[Fix] Fix attn kernel build issue (#2545)

MasterJH5574 · web-flow · commit 6bd049ec3648 · 2024-06-07T11:28:54.000-04:00
This PR fixes TIR issues in the attn kernels.
diff --git a/python/mlc_llm/nn/kv_cache.py b/python/mlc_llm/nn/kv_cache.py
@@ -641,6 +641,7 @@ def batch_prefill_paged_kv(
                                 if T.tvm_thread_invariant(batch_idx[0] < batch_size):
                                     b_idx: T.int32 = batch_idx[0]
                                     LH_start: T.int32 = tile_id[0] * tile_x
+                                    q_indptr_val: T.int32 = q_indptr[b_idx]
 
                                     cur_page_indptr_begin: T.int32 = page_indptr[b_idx]
                                     cur_page_indptr_end: T.int32 = page_indptr[b_idx + 1]
@@ -670,7 +671,7 @@ def batch_prefill_paged_kv(
                                             i, j = T.axis.remap("SS", [li, lj])
                                             T.reads()
                                             T.writes()
-                                            cur_L = q_indptr[b_idx] + (LH_start + i) // group_size
+                                            cur_L = q_indptr_val + (LH_start + i) // group_size
                                             cur_H_qo = by * group_size + (LH_start + i) % group_size
                                             if cur_L < q_indptr[b_idx + 1]:
                                                 Q_smem[i, j] = T.if_then_else(
@@ -1316,6 +1317,7 @@ def batch_prefill_ragged_kv(  # pylint: disable=too-many-branches
 
                                 if T.tvm_thread_invariant(batch_idx[0] < batch_size):
                                     b_idx: T.int32 = batch_idx[0]
+                                    q_indptr_val: T.int32 = q_indptr[b_idx]
                                     LH_start: T.int32 = tile_id[0] * tile_x
 
                                     kv_chunk_len[0] = kv_indptr[b_idx + 1] - kv_indptr[b_idx]
@@ -1340,7 +1342,7 @@ def batch_prefill_ragged_kv(  # pylint: disable=too-many-branches
                                             i, j = T.axis.remap("SS", [li, lj])
                                             T.reads()
                                             T.writes()
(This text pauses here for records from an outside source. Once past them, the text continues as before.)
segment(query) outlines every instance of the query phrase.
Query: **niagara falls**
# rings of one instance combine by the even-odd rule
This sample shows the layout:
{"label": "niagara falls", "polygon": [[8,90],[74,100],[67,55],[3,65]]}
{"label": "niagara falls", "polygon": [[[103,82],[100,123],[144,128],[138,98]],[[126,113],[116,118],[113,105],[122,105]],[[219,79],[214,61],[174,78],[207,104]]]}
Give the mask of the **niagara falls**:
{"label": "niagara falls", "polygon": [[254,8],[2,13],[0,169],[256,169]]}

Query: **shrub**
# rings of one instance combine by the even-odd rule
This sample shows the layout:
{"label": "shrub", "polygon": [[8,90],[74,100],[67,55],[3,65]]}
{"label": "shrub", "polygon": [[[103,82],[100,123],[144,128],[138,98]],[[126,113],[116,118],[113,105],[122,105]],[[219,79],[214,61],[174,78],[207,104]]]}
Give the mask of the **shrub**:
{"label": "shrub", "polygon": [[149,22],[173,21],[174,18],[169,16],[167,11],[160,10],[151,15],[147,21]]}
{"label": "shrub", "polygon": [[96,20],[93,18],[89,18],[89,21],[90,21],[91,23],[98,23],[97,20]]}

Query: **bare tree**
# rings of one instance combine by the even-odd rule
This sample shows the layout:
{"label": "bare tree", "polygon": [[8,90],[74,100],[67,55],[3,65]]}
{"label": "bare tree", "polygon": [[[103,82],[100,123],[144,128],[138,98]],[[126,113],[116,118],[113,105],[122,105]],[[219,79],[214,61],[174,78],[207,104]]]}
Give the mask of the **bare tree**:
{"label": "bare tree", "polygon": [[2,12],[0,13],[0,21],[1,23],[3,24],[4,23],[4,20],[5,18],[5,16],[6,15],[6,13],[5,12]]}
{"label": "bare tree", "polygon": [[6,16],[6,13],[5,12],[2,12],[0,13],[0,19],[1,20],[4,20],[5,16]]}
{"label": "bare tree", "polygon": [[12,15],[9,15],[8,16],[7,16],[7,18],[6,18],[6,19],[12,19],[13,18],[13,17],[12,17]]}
-                                            cur_L = q_indptr[b_idx] + (LH_start + i) // group_size
+                                            cur_L = q_indptr_val + (LH_start + i) // group_size
                                             cur_H_qo = by * group_size + (LH_start + i) % group_size
                                             if cur_L < q_indptr[b_idx + 1]:
                                                 Q_smem[i, j] = T.if_then_else(
diff --git a/python/mlc_llm/op/tree_attn.py b/python/mlc_llm/op/tree_attn.py
@@ -170,6 +170,7 @@ def batch_tree_attn(  # pylint: disable=too-many-branches
                                 if T.tvm_thread_invariant(batch_idx[0] < batch_size):
                                     b_idx: T.int32 = batch_idx[0]
                                     LH_start: T.int32 = tile_id[0] * tile_x
+                                    q_indptr_val: T.int32 = q_indptr[b_idx]
 
                                     kv_chunk_len[0] = kv_indptr[b_idx + 1] - kv_indptr[b_idx]
                                     T.tvm_storage_sync("shared")
@@ -193,7 +194,7 @@ def batch_tree_attn(  # pylint: disable=too-many-branches
                                             i, j = T.axis.remap("SS", [li, lj])
                                             T.reads()
                                             T.writes()
-                                            cur_L = q_indptr[b_idx] + (LH_start + i) // group_size
+                                            cur_L = q_indptr_val + (LH_start + i) // group_size
                                             cur_H_qo = by * group_size + (LH_start + i) % group_size
                                             if cur_L < q_indptr[b_idx + 1]:
                                                 Q_smem[i, j] = T.if_then_else(